Friday, September 5, 2008

Tennessee Professor (Not in a Law School) Convicted

On September 4, 2008, in a very interesting (and sad) case about the U.S. export controls, a Knoxville jury convicted retired University of Tennessee Professor J. Reece Roth on eighteen counts, including violations of the Arms Export Control Act for permitting foreign graduate students (one from China and one from Iran) to have access to information relating to an Air Force project on the use of plasma technologies for unmanned aerial vehicles and conspiracy. The Arms Export Control Act prohibits the export of defense-related materials, including the technical data, to a foreign national or a foreign nation, without the required United States government license.

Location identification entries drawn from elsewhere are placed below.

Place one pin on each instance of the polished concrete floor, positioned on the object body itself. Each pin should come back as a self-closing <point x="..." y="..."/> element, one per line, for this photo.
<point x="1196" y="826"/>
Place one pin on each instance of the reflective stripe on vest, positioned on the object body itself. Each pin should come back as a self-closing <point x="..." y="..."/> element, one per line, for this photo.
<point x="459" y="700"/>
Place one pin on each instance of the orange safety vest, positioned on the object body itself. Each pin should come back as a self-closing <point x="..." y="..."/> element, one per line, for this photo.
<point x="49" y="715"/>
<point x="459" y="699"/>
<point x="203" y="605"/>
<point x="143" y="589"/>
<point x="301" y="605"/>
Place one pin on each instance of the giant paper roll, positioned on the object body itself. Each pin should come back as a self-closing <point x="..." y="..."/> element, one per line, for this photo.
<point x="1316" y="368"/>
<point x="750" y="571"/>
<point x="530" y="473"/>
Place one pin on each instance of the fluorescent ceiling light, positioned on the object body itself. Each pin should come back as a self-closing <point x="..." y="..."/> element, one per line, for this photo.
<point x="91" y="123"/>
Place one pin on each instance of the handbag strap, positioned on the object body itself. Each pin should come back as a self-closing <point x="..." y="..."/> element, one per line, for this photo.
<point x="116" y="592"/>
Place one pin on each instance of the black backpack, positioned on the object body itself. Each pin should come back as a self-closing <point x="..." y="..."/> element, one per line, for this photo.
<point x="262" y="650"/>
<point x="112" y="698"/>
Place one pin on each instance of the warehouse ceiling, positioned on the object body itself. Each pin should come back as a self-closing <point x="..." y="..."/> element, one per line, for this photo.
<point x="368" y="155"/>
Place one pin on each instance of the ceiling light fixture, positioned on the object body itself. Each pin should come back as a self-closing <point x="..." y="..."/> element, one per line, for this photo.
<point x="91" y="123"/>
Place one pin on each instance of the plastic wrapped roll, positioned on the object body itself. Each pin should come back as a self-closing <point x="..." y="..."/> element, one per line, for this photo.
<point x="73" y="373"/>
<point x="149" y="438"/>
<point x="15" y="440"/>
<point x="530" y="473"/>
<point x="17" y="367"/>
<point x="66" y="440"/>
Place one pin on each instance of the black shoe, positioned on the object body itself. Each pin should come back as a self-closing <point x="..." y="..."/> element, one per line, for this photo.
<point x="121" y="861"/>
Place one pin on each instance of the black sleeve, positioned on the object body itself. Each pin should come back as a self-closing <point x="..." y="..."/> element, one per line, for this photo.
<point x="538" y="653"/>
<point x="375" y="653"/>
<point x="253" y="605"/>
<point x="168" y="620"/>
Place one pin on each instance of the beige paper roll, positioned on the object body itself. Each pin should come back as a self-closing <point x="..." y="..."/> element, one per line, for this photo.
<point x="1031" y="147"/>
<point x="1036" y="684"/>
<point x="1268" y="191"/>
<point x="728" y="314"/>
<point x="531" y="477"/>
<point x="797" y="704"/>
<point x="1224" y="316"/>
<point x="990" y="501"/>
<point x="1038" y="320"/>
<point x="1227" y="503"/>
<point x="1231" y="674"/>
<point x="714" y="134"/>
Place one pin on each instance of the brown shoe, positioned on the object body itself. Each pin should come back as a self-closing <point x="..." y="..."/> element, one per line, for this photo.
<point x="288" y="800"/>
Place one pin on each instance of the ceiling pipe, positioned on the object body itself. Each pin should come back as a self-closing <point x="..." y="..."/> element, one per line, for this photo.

This was a precedent-setting case .

According to a report on the Knoxville News Sentinel’s website, the jury took less than 8 hours to reach a decision.  They considered as important evidence of guilt a set of notes that divided the work between an American graduate student and the Chinese graduate student in order to keep export-controlled technical data away from the graduate student. When this arrangement impeded progress on the project, the students were allowed to share data.

Assistant U.S. Attorney, Will Mackie, stated after the conviction: "National security issues matter and should be everyone's concern, even among those in an academic setting. We believe the vast majority of universities and professors are careful with what they're doing. By bringing this case, we're trying to underline when things go wrong, we're paying attention."

The maximum punishment for the conspiracy conviction is 5 years imprisonment and a $250,000 fine. The maximum penalty for each of the Arms Export Control Act offenses is 10 years imprisonment, a criminal fine of $ 1,000,000, and a mandatory special assessment of $100 for each offense. Dr. Roth's sentencing has been set for January 7, 2009, at 1:30 p.m., in the United States District Court in Knoxville.